We call the document A Guide to My Life: My Advisors, Digital Assets and Documents. As we tell clients, you want to leave a way for someone to step into your shoes and take care of your life if you need help. That could mean that you are stuck in the hospital from COVID-19 for 3 weeks and need to focus on recovering. Even worse, if you die, you want to make things as easy as possible for your loved ones. Having all your affairs in one place is extremely important, especially as our lives become more and more digital. Again, you are collecting digital assets and that is great because it makes your life easier, but it also makes it more difficult for your loved ones to know where everything is kept.

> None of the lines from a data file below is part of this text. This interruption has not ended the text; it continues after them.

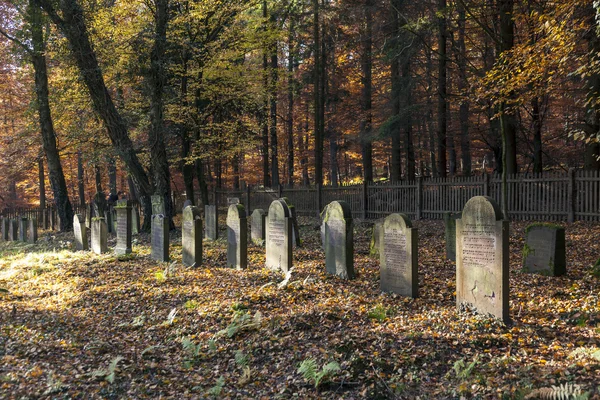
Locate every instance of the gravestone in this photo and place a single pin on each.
(211, 221)
(544, 251)
(80, 232)
(160, 238)
(99, 235)
(450, 225)
(257, 226)
(237, 237)
(13, 230)
(398, 256)
(339, 240)
(482, 265)
(296, 228)
(5, 229)
(32, 231)
(191, 237)
(278, 241)
(23, 229)
(123, 211)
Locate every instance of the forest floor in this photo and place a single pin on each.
(80, 325)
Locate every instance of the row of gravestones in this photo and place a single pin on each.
(23, 229)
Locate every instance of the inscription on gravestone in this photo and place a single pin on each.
(482, 258)
(544, 251)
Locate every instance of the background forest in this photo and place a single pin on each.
(170, 97)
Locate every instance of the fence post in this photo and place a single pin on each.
(365, 193)
(419, 213)
(571, 196)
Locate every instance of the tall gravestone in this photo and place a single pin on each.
(99, 235)
(450, 226)
(80, 232)
(544, 251)
(23, 229)
(191, 237)
(278, 241)
(211, 222)
(482, 264)
(339, 240)
(398, 256)
(237, 237)
(296, 228)
(257, 226)
(32, 231)
(160, 238)
(123, 211)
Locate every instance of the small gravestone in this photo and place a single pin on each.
(211, 221)
(339, 240)
(160, 238)
(296, 228)
(191, 237)
(123, 211)
(13, 229)
(279, 237)
(237, 237)
(80, 232)
(32, 231)
(376, 235)
(23, 229)
(450, 225)
(482, 258)
(544, 251)
(398, 256)
(99, 235)
(257, 226)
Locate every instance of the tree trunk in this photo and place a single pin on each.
(55, 171)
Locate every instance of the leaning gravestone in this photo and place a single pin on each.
(544, 251)
(339, 240)
(211, 220)
(450, 225)
(80, 231)
(237, 237)
(23, 229)
(160, 238)
(257, 226)
(278, 241)
(32, 231)
(296, 229)
(191, 237)
(123, 211)
(99, 235)
(398, 256)
(482, 258)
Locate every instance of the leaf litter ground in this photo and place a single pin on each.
(80, 325)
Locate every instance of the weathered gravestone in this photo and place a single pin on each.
(482, 258)
(544, 251)
(160, 238)
(278, 241)
(450, 225)
(99, 235)
(237, 237)
(23, 229)
(32, 231)
(191, 237)
(398, 256)
(257, 226)
(123, 211)
(80, 232)
(296, 229)
(211, 222)
(13, 229)
(339, 240)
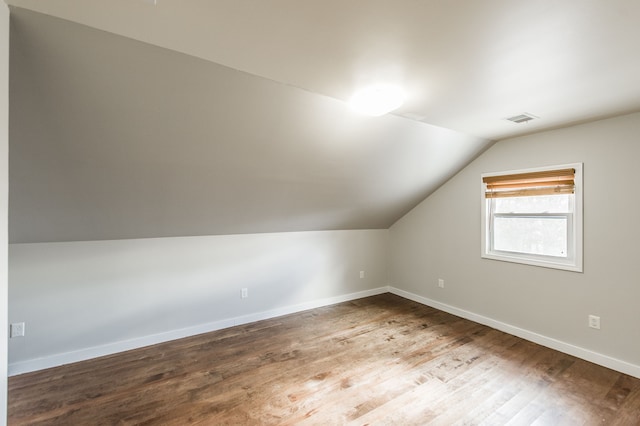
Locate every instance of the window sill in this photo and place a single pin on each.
(533, 262)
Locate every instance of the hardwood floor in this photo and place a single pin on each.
(381, 360)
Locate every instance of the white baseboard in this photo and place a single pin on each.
(595, 357)
(56, 360)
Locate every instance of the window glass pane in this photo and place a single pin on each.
(541, 204)
(540, 235)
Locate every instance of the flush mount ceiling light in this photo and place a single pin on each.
(377, 100)
(525, 117)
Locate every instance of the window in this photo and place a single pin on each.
(534, 217)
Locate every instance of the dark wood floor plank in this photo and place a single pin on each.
(381, 360)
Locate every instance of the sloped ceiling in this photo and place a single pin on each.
(142, 118)
(113, 138)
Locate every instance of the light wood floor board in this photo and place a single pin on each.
(381, 360)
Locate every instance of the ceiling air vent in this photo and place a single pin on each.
(522, 118)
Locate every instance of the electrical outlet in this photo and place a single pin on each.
(17, 329)
(594, 322)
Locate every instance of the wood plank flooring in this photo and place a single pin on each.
(381, 360)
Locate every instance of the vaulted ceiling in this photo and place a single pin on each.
(135, 118)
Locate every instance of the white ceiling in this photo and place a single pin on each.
(194, 117)
(467, 64)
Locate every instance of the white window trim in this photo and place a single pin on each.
(575, 229)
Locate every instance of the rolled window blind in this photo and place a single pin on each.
(548, 182)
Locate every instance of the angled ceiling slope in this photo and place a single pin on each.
(114, 138)
(467, 64)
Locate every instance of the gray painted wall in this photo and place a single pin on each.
(440, 238)
(4, 200)
(116, 139)
(84, 299)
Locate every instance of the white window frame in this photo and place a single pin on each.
(573, 261)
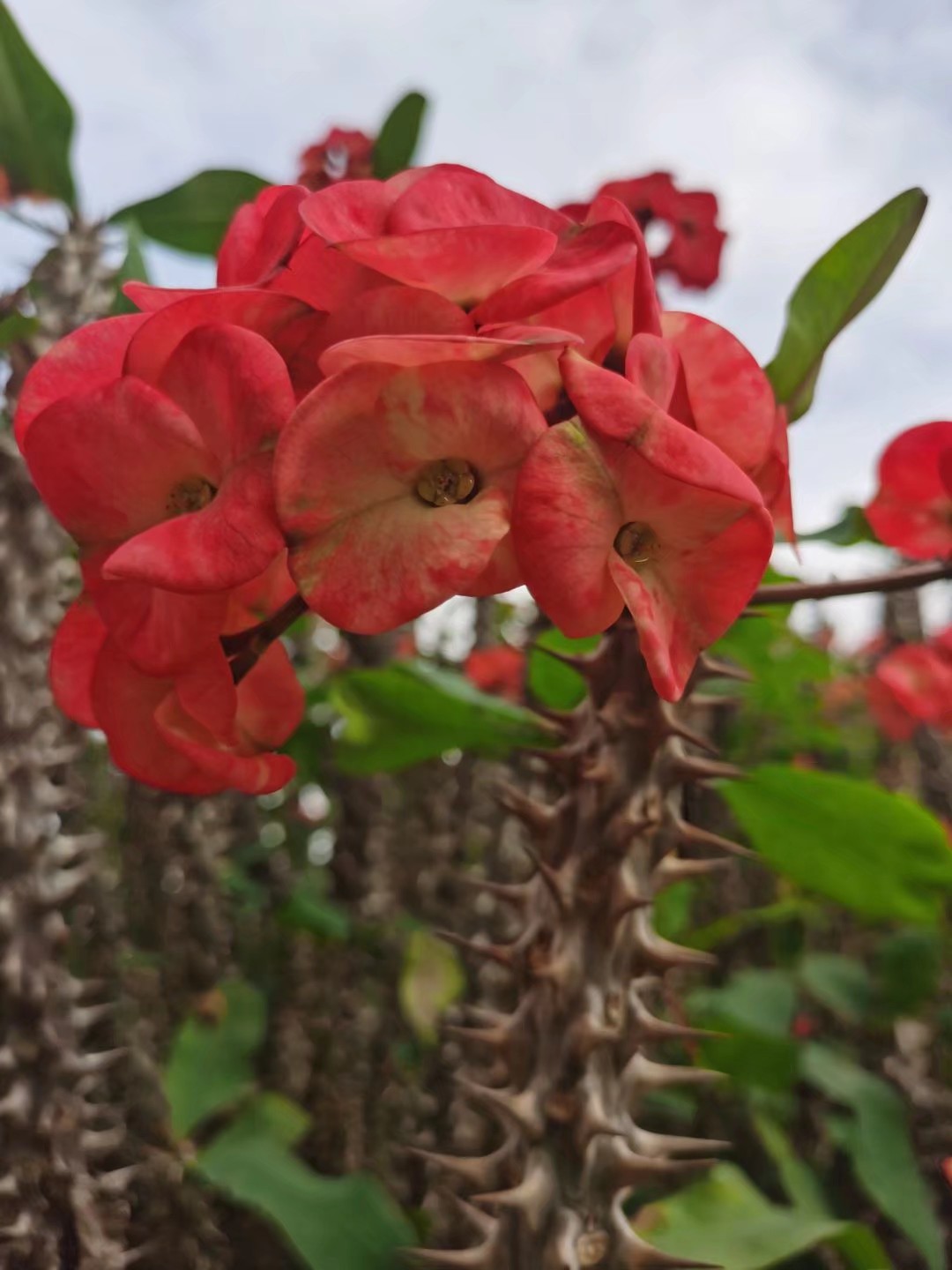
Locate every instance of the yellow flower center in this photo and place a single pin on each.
(444, 482)
(190, 496)
(636, 544)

For this document, we suggest printing it out and keeping it in a safe place. We understand that it would be easier to make it a fillable document that you can save on your computer. Frankly, we advise against that for 2 reasons. One, if you have it saved on your computer, someone is going to have to be able to access your computer, which can be difficult if it is password protected itself, and if they do get access, they need to know what to look for and where it is. Secondly, if it is on your computer, it could theoretically be hacked into. If it is hacked, again, your entire life is on there and people you do not want to have access to it will have access to it. Instead, we suggest printing it out, filling it out with pen or pencil and then keeping it in a drawer in your desk or somewhere else that your loved ones will look (or that you’ve told them about).

Even if you decide to use some other form of tacking your digital assets and other important information, we still feel it is important and recommend it to all or our clients. Communication is key with your loved ones and digital asset management is just one more aspect of estate planning that can make life, and death, easier for your loved ones.